13/11/2015 : une nuit blanche mémorable

[Il est 18h].

Ce devait être la journée de la gentillesse. C’était un vendredi 13. Les appels à l’amour et la paix ont été lancés. En vain. Les doux rêveurs sont allés tenter leur chance pour gagner le Jackpot au Loto.

Pour ma part, ce n’était qu’une fin de semaine épuisante. J’étais affamée, comme toujours. Juste le temps de me poser et de grignoter un morceau, avant d’aller rejoindre un ami dans un café, histoire de me détendre. Il m’appelle pour annuler. Un imprévu, me dit-il. [Cet imprévu qui nous aura sauvés tous les deux de la mort et de l’horreur.]

Pas grave. On se verra une autre fois. Je m’endors, pour passer le temps. Je tombe de sommeil, en fait. Ma vaisselle s’entasse. Mon linge aussi. Pas grave.

Mon répit n’aura duré que quelques heures. A peine mes yeux s’ouvrent que plusieurs messages jonchent mon téléphone. Ma mère, qui vient aux nouvelles. Ma collègue de promo, qui après m’avoir tenu au courant de son travail pour notre projet en commun, m’annonce qu’il y a une fusillade en plein centre de Paris et qu’une autre collègue parisienne est sur BFM TV. Je ne comprends rien. Je ne réalise pas.

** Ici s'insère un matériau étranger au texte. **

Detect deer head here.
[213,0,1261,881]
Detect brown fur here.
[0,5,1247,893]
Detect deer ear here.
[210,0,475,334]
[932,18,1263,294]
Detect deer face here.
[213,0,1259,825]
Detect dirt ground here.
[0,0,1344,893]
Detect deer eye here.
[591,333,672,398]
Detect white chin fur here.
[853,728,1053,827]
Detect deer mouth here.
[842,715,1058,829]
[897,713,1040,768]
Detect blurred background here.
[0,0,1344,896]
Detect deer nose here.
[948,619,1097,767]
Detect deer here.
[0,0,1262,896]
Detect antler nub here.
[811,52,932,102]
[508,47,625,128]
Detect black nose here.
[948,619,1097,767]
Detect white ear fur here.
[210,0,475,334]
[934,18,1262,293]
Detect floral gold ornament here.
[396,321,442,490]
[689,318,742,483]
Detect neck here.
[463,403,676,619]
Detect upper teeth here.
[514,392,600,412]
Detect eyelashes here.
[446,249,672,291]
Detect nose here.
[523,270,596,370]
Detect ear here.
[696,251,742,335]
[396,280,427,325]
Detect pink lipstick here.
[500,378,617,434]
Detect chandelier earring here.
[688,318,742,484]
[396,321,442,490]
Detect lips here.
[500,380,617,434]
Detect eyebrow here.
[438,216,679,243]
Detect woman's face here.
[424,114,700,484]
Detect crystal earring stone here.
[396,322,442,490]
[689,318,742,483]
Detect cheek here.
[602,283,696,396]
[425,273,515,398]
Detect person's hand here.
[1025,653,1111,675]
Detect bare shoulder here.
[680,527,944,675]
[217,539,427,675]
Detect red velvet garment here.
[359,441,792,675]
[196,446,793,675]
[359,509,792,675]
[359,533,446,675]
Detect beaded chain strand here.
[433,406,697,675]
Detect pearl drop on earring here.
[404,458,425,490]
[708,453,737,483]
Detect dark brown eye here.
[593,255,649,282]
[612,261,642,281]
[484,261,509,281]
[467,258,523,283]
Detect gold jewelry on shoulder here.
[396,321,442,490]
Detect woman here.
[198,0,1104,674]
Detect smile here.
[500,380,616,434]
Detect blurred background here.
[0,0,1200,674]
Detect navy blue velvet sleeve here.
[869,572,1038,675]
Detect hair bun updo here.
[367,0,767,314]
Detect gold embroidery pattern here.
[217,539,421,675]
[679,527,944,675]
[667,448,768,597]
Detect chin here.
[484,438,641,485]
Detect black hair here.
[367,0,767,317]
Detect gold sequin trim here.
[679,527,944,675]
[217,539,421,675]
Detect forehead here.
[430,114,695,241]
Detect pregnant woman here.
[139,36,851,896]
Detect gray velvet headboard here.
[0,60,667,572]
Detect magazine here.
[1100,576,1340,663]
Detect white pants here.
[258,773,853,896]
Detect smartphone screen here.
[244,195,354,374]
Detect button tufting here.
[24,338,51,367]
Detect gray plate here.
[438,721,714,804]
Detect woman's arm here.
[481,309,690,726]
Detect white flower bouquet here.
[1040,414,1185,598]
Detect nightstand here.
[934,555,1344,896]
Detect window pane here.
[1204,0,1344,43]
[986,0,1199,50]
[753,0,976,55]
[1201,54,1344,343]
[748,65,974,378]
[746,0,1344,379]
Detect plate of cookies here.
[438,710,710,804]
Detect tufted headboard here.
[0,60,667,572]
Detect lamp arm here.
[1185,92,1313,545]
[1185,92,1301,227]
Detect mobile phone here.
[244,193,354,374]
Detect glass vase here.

Puis, je reçois de nouveaux messages de proches inquiets. Ma sœur, qui me demande si je suis vivante. Mon père, qui m’appelle. J’en envoie à ceux qui pourraient être en train d’errer à Paris. L’un d’entre eux ne réalise pas. Je lui dis de rentrer au plus vite. Il finit par comprendre. Il aura mis plusieurs heures avant de se mettre à l’abri. Paris. Ses terrasses. Le Bataclan. Sa scène. Le Stade de France. Sa pelouse. Une autre amie se retrouve sans nouvelle de son mari, son beau-frère, son frère et ses enfants. Je crains le pire.

Le mot « attentat » sera vite lâché. Les récupérations macabres aussi. J’ai envie de vomir, puis de pleurer. Pendant ce temps là, le nombre de morts et de blessés croît de manière exponentielle.

Impossible de retrouver le sommeil, ou même d’y songer. L’amertume de mon café dégueulasse ne réussira pas à effacer le goût de l’horreur dans ma bouche. Ma vaisselle sale continue à me fixer de façon gênante, me renvoyant à ma propre solitude que j’avais pris l’habitude d’ignorer. Je tremble. Puis je me crispe, paralysée par l’effroi, incapable de m’exprimer.

Enfin, je réalise. Les conflits générés partout dans le monde ont franchi notre univers, autrefois si confortable. Cette fois-ci, ce ne sont pas des symboles qui sont attaqués. C’est le bonheur, la joie, toutes ces choses que ces monstres qu’on a fabriqués sont incapables de saisir. Le plaisir de se retrouver entre amis autour d’un verre sur une terrasse. La liesse engendrée par ceux qui vibrent autour d’un stade ou d’une scène de concert. Tout ce qui rend l’humanité si belle.

Partout, les portes, les bras, les cœurs, se sont ouverts. Car ce sont les divisions, et les polémiques stériles qui nous ont séparés et qui ont fertilisé le terrain des horreurs de cette affreuse nuit. Je ne veux plus combattre contre les miens, ceux avec qui je cohabite. Je ne veux pas quitter ce monde ou voir mes semblables mourir sur de futiles querelles. Je veux au contraire leur rappeler combien je les aime et que je leur pardonne. Ce qui explique ces quelques mots.

Ce devait être la journée de la gentillesse. Ce devait être un banal vendredi 13. On a touché le gros lot. Ce ne le sera plus désormais.